L’Etat est attendu au tournant sur la question du financement. "Lors de cette réunion, nous allons mettre l’accent sur le fonds vert, voté en décembre dernier", répond Christophe Béchu, évoquant cette enveloppe de 2 milliards d’euros destinée à accélérer la transition énergétique dans les collectivités territoriales. "Des milliers de dossiers ont été déposés. Sur le premier millier accepté, on compte 170 écoles, qui vont bénéficier au total de 35 millions d’euros d’aides". Christophe Béchu nous confirme aussi que ce fonds vert "va être pérennisé".

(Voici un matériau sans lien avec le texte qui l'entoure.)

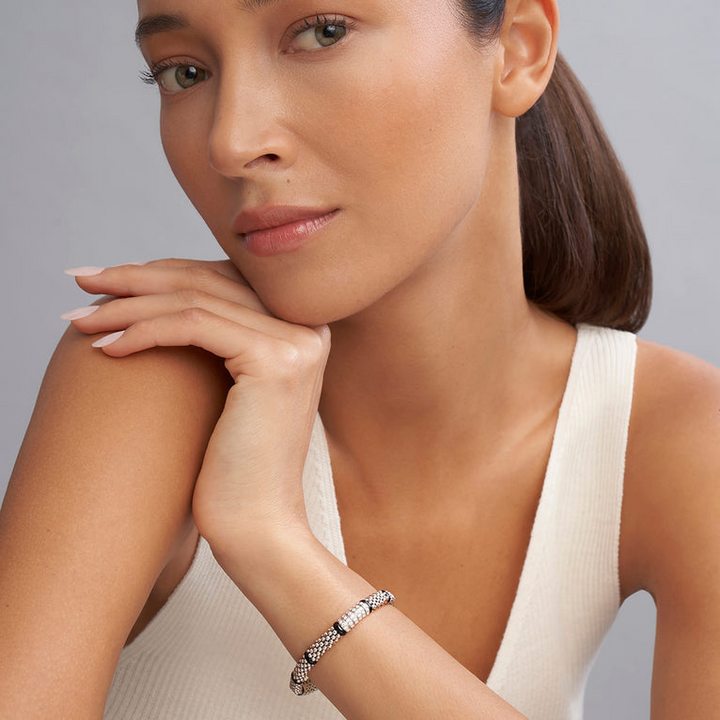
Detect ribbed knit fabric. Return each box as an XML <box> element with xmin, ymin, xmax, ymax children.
<box><xmin>105</xmin><ymin>324</ymin><xmax>636</xmax><ymax>720</ymax></box>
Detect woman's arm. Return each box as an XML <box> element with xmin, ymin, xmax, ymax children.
<box><xmin>0</xmin><ymin>316</ymin><xmax>227</xmax><ymax>720</ymax></box>
<box><xmin>623</xmin><ymin>342</ymin><xmax>720</xmax><ymax>720</ymax></box>
<box><xmin>56</xmin><ymin>262</ymin><xmax>523</xmax><ymax>720</ymax></box>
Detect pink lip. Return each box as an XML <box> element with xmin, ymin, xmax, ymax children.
<box><xmin>232</xmin><ymin>205</ymin><xmax>338</xmax><ymax>257</ymax></box>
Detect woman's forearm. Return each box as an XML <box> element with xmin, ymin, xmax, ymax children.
<box><xmin>215</xmin><ymin>529</ymin><xmax>524</xmax><ymax>720</ymax></box>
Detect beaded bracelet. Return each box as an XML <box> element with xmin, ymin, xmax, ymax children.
<box><xmin>290</xmin><ymin>590</ymin><xmax>395</xmax><ymax>695</ymax></box>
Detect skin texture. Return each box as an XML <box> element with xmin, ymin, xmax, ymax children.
<box><xmin>0</xmin><ymin>0</ymin><xmax>720</xmax><ymax>720</ymax></box>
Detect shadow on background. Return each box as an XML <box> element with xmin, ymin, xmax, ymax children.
<box><xmin>584</xmin><ymin>591</ymin><xmax>656</xmax><ymax>720</ymax></box>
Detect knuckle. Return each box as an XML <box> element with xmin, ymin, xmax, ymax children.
<box><xmin>273</xmin><ymin>340</ymin><xmax>304</xmax><ymax>380</ymax></box>
<box><xmin>175</xmin><ymin>288</ymin><xmax>208</xmax><ymax>307</ymax></box>
<box><xmin>301</xmin><ymin>330</ymin><xmax>328</xmax><ymax>366</ymax></box>
<box><xmin>185</xmin><ymin>265</ymin><xmax>217</xmax><ymax>287</ymax></box>
<box><xmin>179</xmin><ymin>307</ymin><xmax>210</xmax><ymax>325</ymax></box>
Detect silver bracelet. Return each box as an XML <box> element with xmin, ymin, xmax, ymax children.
<box><xmin>290</xmin><ymin>590</ymin><xmax>395</xmax><ymax>695</ymax></box>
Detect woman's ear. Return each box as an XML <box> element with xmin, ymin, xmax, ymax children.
<box><xmin>493</xmin><ymin>0</ymin><xmax>559</xmax><ymax>117</ymax></box>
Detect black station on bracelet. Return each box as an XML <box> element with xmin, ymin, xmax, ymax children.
<box><xmin>290</xmin><ymin>590</ymin><xmax>395</xmax><ymax>695</ymax></box>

L’éventail des actions éligibles est large, du pilotage des systèmes de chauffage à l’isolation de la toiture, de la déminéralisation/végétalisation des cours de récréation à la réhabilitation lourde. "En juin 2022, les conditions du bac avaient été dégradées, et cela va empirer car les plages de forte chaleur vont s’étendre de mai à octobre, souligne Guillaume Dolques, chargé de recherche Adaptation et Collectivités chez I4CE, l’Institut de l’économie pour le climat. Nous appelons donc à ce que le sujet de l’adaptation soit bien intégré. Chaque projet de rénovation doit se poser la question de la rénovation thermique, avec une vision à 30 voire 50 ans".

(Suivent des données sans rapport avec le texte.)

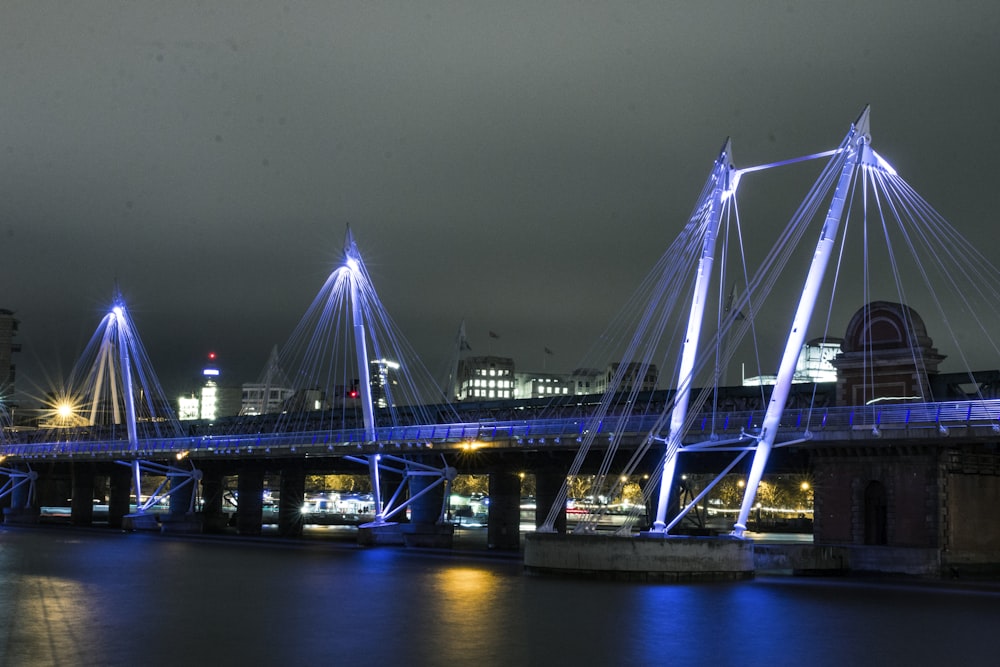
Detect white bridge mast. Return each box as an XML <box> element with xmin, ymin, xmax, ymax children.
<box><xmin>650</xmin><ymin>139</ymin><xmax>739</xmax><ymax>534</ymax></box>
<box><xmin>344</xmin><ymin>226</ymin><xmax>385</xmax><ymax>524</ymax></box>
<box><xmin>732</xmin><ymin>107</ymin><xmax>871</xmax><ymax>537</ymax></box>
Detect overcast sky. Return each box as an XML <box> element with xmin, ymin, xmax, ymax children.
<box><xmin>0</xmin><ymin>0</ymin><xmax>1000</xmax><ymax>402</ymax></box>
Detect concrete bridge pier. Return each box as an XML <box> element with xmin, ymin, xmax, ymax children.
<box><xmin>201</xmin><ymin>467</ymin><xmax>227</xmax><ymax>533</ymax></box>
<box><xmin>278</xmin><ymin>463</ymin><xmax>306</xmax><ymax>537</ymax></box>
<box><xmin>535</xmin><ymin>468</ymin><xmax>568</xmax><ymax>533</ymax></box>
<box><xmin>69</xmin><ymin>463</ymin><xmax>97</xmax><ymax>526</ymax></box>
<box><xmin>160</xmin><ymin>477</ymin><xmax>201</xmax><ymax>533</ymax></box>
<box><xmin>486</xmin><ymin>470</ymin><xmax>521</xmax><ymax>551</ymax></box>
<box><xmin>3</xmin><ymin>465</ymin><xmax>41</xmax><ymax>524</ymax></box>
<box><xmin>400</xmin><ymin>459</ymin><xmax>455</xmax><ymax>549</ymax></box>
<box><xmin>108</xmin><ymin>465</ymin><xmax>132</xmax><ymax>528</ymax></box>
<box><xmin>236</xmin><ymin>466</ymin><xmax>264</xmax><ymax>535</ymax></box>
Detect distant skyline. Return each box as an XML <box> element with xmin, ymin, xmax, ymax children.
<box><xmin>0</xmin><ymin>0</ymin><xmax>1000</xmax><ymax>408</ymax></box>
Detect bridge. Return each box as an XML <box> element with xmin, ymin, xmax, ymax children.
<box><xmin>0</xmin><ymin>109</ymin><xmax>1000</xmax><ymax>576</ymax></box>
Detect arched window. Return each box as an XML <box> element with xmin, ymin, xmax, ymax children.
<box><xmin>864</xmin><ymin>481</ymin><xmax>889</xmax><ymax>544</ymax></box>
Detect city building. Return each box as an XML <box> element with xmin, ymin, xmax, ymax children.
<box><xmin>240</xmin><ymin>346</ymin><xmax>295</xmax><ymax>415</ymax></box>
<box><xmin>456</xmin><ymin>356</ymin><xmax>515</xmax><ymax>401</ymax></box>
<box><xmin>569</xmin><ymin>368</ymin><xmax>601</xmax><ymax>396</ymax></box>
<box><xmin>594</xmin><ymin>361</ymin><xmax>659</xmax><ymax>394</ymax></box>
<box><xmin>743</xmin><ymin>337</ymin><xmax>843</xmax><ymax>387</ymax></box>
<box><xmin>514</xmin><ymin>372</ymin><xmax>575</xmax><ymax>398</ymax></box>
<box><xmin>369</xmin><ymin>359</ymin><xmax>399</xmax><ymax>408</ymax></box>
<box><xmin>177</xmin><ymin>352</ymin><xmax>242</xmax><ymax>421</ymax></box>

Le ministre compte aussi présenter un dispositif fraîchement voté : le tiers-financement, désormais accessible aux collectivités. Ce nouvel outil, dont les décrets d’application sont en cours de rédaction, leur permettra de solliciter un tiers (opérateur privé, société d’économie mixte, société publique locale, …) pour préfinancer les travaux. Le remboursement est ensuite étalé dans le temps, selon les capacités de la collectivité locale et le "tiers financeur" se rémunère sur la base des économies d’énergies réalisées grâce à cette rénovation. Toutefois, le tiers-financement "ne résoudra pas l’enjeu central de la massification (des) investissements", jugeait en début d’année François Thomazeau, chef de projet Collectivités et Financement public de I4CE, dans une tribune. Malgré des données partielles, l’institut s’est risqué à des chiffrages qui traduisent l’ampleur de la tâche. "Nous estimons les investissements nécessaires de l’ordre de 4 à 5 milliards d’euros par an pour l’ensemble des bâtiments publics, dont près de 3 milliards pour les seules collectivités territoriales, plus du double de ce qui est investi aujourd’hui" pointe l’un de ses rapports. Il est donc temps d’accélérer le mouvement pour se placer dans la trajectoire du "décret tertiaire" de 2019, qui impose à tous les bâtiments tertiaires d’au moins 1000 m2 une réduction de leur consommation d’énergie par rapport à 2010 de 40 % en 2030, 50 % en 2040 et 60 % en 2050.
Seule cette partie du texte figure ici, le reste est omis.